The central methods of yoga are physical postures or ‘asanas’ and movement, breathing techniques or ‘pranayama’ and meditation. Yoga includes guidance on a healthy lifestyle, eating habits, mental attitude, and Ayurvedic medicine is also part of the Yogic path to health and balance.
Hatha yoga is the path of physical yoga, which is the most popular branch of yoga in the West. ‘HA’ means ‘SUN’, and ‘THA’, ’MOON’, so Hatha Yoga is the joining, or the yoking together of these different energies in harmonious equilibrium, positive and negative, active and receptive.
The Yoga view of the human body
The body in yoga is the vehicle for the development of wisdom, of spiritual awakening, and as such, the body is held to be sacred and mastery of our body is considered the foundation for spiritual progress. In yoga we learn a discipline of the body which comes out of awareness and attentiveness, tuning in to our body’s subtle energy flows and the life-giving rhythm of our breathing.

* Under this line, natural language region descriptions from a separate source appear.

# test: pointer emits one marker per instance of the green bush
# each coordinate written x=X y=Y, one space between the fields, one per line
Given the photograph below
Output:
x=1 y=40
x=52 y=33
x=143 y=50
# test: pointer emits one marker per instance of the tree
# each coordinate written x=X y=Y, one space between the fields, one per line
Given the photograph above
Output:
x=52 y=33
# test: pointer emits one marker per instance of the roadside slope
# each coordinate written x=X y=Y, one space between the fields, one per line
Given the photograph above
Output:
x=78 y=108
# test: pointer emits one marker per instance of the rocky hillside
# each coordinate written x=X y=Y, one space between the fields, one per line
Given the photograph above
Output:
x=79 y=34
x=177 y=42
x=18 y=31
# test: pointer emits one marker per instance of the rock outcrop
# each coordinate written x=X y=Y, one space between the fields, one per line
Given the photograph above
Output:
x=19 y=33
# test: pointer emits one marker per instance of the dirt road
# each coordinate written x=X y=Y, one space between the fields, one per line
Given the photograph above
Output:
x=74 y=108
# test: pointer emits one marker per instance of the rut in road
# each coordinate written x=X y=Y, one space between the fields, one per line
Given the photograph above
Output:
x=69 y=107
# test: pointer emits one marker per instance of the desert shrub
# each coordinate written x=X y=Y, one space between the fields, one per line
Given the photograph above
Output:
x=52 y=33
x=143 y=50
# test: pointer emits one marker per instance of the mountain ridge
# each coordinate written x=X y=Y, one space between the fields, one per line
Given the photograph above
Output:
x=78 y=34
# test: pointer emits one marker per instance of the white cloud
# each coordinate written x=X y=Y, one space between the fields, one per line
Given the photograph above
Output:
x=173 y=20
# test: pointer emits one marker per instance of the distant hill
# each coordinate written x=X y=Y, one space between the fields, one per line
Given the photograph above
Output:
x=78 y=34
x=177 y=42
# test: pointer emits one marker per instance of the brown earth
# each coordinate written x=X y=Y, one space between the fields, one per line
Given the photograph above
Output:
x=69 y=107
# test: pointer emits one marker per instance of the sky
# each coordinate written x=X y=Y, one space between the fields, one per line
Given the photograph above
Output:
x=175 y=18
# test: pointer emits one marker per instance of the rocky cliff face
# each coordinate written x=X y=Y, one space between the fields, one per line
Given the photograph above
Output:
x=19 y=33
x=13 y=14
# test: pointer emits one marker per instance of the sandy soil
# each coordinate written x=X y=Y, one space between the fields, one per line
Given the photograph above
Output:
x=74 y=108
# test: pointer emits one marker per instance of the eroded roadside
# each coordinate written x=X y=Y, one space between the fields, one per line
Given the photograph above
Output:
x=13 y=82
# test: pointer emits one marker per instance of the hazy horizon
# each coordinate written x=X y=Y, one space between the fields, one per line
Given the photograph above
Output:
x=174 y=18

The idea is that through entering more deeply and subtly into our physical experience, we can become more connected with ourselves, more grounded, and less swayed by anxieties or neurotic cravings for things that will not truly satisfy us. This can be a very positive influence on our approach to life, offering an antidote to the alienated rushing and disconnection from ourselves that characterizes much of our modern world.
The Origins of Yoga
Originating in the ancient East, yoga has gained massive popularity in the modern western world. Its image has evolved from those photos we may have seen of the extraordinary practice of unbelievably flexible cotton-clad ascetics in India or the seventies hobby of hippy types! Yoga has become part of the chosen lifestyle of thousands of westerners seeking some real balance, health, and well-being in their lives.

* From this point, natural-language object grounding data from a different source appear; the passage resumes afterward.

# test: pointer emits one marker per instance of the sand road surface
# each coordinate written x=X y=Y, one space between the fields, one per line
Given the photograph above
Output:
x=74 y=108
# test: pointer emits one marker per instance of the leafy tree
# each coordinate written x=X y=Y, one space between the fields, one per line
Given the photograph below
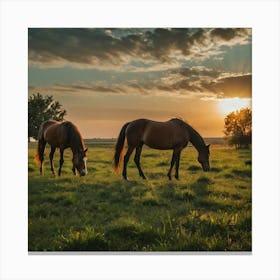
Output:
x=238 y=128
x=40 y=109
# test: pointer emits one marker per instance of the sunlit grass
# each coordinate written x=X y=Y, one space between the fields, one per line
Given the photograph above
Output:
x=102 y=212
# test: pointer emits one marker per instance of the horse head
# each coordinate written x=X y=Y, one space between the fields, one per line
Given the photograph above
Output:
x=80 y=161
x=203 y=158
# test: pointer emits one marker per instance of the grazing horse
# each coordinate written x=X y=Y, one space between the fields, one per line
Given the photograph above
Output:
x=173 y=134
x=61 y=135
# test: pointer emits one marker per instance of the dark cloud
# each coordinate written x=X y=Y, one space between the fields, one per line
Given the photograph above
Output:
x=195 y=82
x=118 y=46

Experiences of yoga can be close to nature, out of doors or on the bumpy ground in large tents with slightly slippy carpets on summer retreats or at festivals. However, it is also common now to see the wonderfully tranquil and well-equipped yoga studios in the towns and cities too.
Yoga teachers seem to be possibly even hipper than DJs these days, making their own tracks by bicycle, scooter, or nippy Mini through city streets from one class to another, taking life at their own chosen pace, holidaying in stunning places, teaching the much-appreciated techniques and principles of yoga to grateful and enthusiastic city dwellers.
There are yoga magazines, gorgeous yoga holidays and a rainbow of great yoga kit you can buy. But when it comes down to it, all you really need to benefit from the ancient wisdom of yoga is your own body, mind and spirit, some self-discipline, and a decent teacher to get you started.
Who can practice yoga?
Everyone can do yoga. There is always a suitable way for an individual to practice yoga: whether they are old or young, injured, fit or unfit, supple or inflexible, male or female. You just need to find the right teacher for you.